Thermal relaxation channel Kraus operators for a qubit ($d=2$ only).

Two-parameter model combining $T_1$ energy decay and $T_2$ dephasing. $T_1$ is the relaxation time, $T_2$ is the dephasing time, $t$ is the gate time. Requires $T_2\le 2T_1$.

ops

Return 4 Kraus operators for thermal relaxation on a qubit.

Decomposes combined $T_1$/$T_2$ dynamics into amplitude decay ($p_1$) and pure dephasing ($p_{\varphi }$) components: $p_1=1-e^{-t/T_1}$, $p_{\varphi }=(1-e^{-t/T_2}/e^{-t/(2T_1)})/2$.

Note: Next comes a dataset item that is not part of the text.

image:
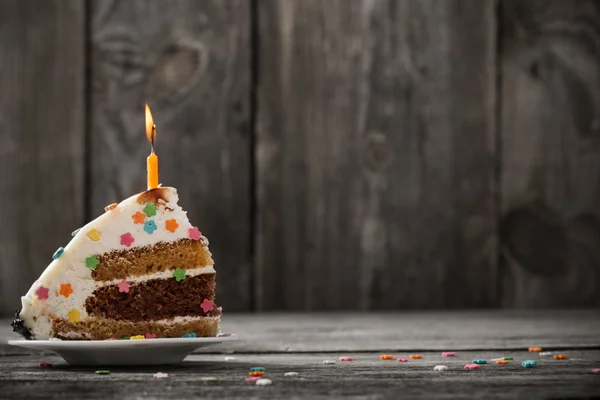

def ops(T1: float, T2: float, t: float) -> List[pt.Tensor] [static]

Implementation

def ops(T1: float, T2: float, t: float) -> List[pt.Tensor]:
    import math
    e1 = math.exp(-t / T1)
    e2 = math.exp(-t / T2)
    p1 = 1 - e1
    lam = e2 / math.sqrt(e1)
    p_phi = (1 - lam) / 2
    K0 = pt.tensor([[math.sqrt(1 - p_phi), 0.0], [0.0, math.sqrt((1 - p1) * (1 - p_phi))]], dtype=C128)
    K1 = pt.tensor([[0.0, math.sqrt(p1 * (1 - p_phi))], [0.0, 0.0]], dtype=C128)
    K2 = pt.tensor([[math.sqrt(p_phi), 0.0], [0.0, -math.sqrt((1 - p1) * p_phi)]], dtype=C128)
    K3 = pt.tensor([[0.0, math.sqrt(p1 * p_phi)], [0.0, 0.0]], dtype=C128)
    return [K0, K1, K2, K3]